Tout cela pour en revenir à la fameuse dénonciation des indépendantistes anti-charte qui la voient comme une mauvaise, très mauvaise stratégie. On braquerait contre nous les communautés culturelles et Montréal et ainsi l’on perdrait les prochains rendez-vous électoraux en livrant celles-ci aux libéraux.
Honnêtement, pour affirmer cela, il faut voir cette charte exactement comme les fédéralistes la présentent, donc, comme un instrument d’oppression.
Pourtant, partout où s’est effectuée la laïcisation ici ou ailleurs, ce sont des espaces de liberté qui ont été créés. C’est la liberté de penser, l’échange franc des cultures et des idées qui en sont surgies, bref, une politique inscrite dans le progrès. Ce n’est pas pour rien que cette réforme de l’État québécois est soutenue par un fort courant féministe, incarné on le sait par Lise Payette au Devoir. La libération des femmes des années 70 et 80 serait donc devenue un phénomène anti-démocratique tourné précisément contre les femmes?
Nous serions donc dans la novlangue de « 1984 » de Georges Orwell. L’ouverture conviée par la laïcité deviendrait la fermeture à l’autre, l’invitation à l’intégration deviendrait une séparation d’avec l’autre et la neutralité de l’État deviendrait prétexte à l’oppression religieuse. Bref, on inverse tout le sens des mots et l’on condamne sans appel.
J’ai trop vu de haine anti-Québec de mépris envers les miens pour adhérer à cette nouvelle opération d’auto-culpabilisation. D’autant plus (et malheureusement) que je n’ai jamais vu depuis 1960 d’engouement pour la question nationale de la part des communautés culturelles. C’est déjà le désert si l’on excepte la réussite personnelle de Maria Mourani dans Ahuntsic et une certaine frange des enfants de la loi 101. Désolé, mais c’est la réalité.
Aussi, il me semble plutôt qu’il est temps de montrer que l’État québécois existe et que la nation québécoise, ça existe aussi. La très large allégeance des communautés culturelles à l’État fédéral est déjà acquise et la seule façon de contrer ce phénomène c’est par une solide politique d’intégration. On n’en sort pas.

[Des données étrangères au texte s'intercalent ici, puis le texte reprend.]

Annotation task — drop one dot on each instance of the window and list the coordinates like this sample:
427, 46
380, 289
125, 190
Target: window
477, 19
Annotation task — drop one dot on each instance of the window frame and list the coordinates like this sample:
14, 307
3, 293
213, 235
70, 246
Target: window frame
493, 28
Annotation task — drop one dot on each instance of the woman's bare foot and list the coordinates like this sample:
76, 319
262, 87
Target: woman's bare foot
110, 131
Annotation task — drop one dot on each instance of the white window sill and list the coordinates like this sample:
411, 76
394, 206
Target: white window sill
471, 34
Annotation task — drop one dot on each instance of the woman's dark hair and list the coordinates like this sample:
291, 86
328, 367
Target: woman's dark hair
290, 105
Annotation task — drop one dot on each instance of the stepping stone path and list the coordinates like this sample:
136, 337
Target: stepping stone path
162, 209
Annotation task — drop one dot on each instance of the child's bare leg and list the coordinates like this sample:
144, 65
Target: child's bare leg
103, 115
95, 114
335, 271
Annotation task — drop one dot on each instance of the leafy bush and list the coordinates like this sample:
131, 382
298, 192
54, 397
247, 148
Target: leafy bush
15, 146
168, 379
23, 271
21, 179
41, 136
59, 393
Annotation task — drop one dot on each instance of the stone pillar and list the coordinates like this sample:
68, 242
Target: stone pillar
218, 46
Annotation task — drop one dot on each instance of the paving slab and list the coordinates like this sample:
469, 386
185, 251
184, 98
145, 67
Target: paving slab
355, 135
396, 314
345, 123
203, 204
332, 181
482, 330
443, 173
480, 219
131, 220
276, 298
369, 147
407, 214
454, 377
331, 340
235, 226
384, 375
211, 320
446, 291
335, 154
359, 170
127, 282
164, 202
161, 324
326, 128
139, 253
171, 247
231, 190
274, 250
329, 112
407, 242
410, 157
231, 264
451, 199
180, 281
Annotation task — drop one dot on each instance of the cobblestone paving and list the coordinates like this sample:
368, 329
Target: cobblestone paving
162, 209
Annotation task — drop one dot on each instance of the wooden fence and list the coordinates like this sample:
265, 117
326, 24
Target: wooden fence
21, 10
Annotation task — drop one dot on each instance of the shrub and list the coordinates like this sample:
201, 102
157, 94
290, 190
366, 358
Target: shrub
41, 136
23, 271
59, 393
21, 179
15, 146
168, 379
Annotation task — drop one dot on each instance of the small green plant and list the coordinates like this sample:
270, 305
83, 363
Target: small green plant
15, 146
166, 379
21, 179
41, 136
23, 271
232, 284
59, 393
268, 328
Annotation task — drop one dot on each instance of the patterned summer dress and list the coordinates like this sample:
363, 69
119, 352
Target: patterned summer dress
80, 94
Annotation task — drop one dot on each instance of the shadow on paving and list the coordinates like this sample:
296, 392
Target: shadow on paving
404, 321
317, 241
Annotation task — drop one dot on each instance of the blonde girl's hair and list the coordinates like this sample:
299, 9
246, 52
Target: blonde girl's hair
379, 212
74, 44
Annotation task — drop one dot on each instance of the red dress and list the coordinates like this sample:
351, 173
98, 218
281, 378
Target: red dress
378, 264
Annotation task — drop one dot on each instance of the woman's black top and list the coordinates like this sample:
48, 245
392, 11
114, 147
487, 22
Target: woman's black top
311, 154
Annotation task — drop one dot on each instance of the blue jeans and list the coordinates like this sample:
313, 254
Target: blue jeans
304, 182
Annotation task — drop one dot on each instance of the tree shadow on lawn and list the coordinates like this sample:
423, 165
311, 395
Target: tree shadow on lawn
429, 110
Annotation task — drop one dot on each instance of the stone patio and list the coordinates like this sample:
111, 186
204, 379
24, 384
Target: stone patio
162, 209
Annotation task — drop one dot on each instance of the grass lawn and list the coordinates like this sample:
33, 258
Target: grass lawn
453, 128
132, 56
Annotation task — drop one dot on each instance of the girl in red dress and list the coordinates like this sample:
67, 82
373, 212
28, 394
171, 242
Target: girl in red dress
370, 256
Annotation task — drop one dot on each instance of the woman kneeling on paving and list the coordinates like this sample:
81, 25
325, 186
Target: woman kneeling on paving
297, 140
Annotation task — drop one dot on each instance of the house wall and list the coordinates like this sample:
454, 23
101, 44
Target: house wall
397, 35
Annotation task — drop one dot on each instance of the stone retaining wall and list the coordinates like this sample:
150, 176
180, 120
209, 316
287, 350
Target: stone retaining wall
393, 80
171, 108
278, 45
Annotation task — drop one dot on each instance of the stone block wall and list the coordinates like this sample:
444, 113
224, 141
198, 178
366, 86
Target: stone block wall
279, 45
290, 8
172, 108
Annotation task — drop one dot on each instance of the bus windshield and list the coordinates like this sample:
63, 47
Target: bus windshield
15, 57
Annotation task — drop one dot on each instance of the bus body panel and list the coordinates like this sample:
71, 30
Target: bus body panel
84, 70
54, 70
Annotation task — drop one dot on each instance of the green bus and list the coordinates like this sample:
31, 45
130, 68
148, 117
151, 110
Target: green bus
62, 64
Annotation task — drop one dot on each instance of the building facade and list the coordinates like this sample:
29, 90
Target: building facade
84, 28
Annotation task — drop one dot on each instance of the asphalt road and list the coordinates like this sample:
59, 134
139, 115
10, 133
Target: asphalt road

J’entends déjà, oui mais ce n’est pas en rejetant qu’on intègre. Alors là, je dis à nouveau : halte à la désinformation et la démagogie. On laïcise l’État québécois et il reste 4 millions d’emplois disponibles pour ceux qui refusent la laïcité. Comme dans le cas de la charte de la langue française, il y aura transition et pour peu qu’on y mette l’effort, personne n’en souffrira.
Il me reste à ajouter à l’intention de mes camarades indépendantistes qui se demandent si cela nous rapproche de l’indépendance. Je réponds absolument. Car pour peu que la laïcité soit inscrite dans notre corps de loi, il y a un choc formidable à prévoir entre Ottawa et le Québec.
Il restera que le Québec presque constitutionnellement laïc devra obligatoirement revoir son statut du fait que le chef de l’État québécois est le Roi ou la Reine d’Angleterre qui on le sait est en même temps chef de l’Église anglicane. Il faudra à nouveau que le Parti libéral nous explique pourquoi il défend ça.
Bref, il s’agit de creuser la faille qui nous sépare déjà du Canada anglais. Je vous laisse quand même vos doutes quand à la capacité du PQ de mobiliser vers l’indépendance, mais sur cette question de la laïcité de l’État québécois, je ne vois rien au contraire qui nous éloigne de notre objectif. Je suis d’accord toutefois avec ceux qui disent que cette charte mériterait d’être beaucoup plus claire et moins contorsionnée par des compromis dont seul le Parti Québécois possède le secret.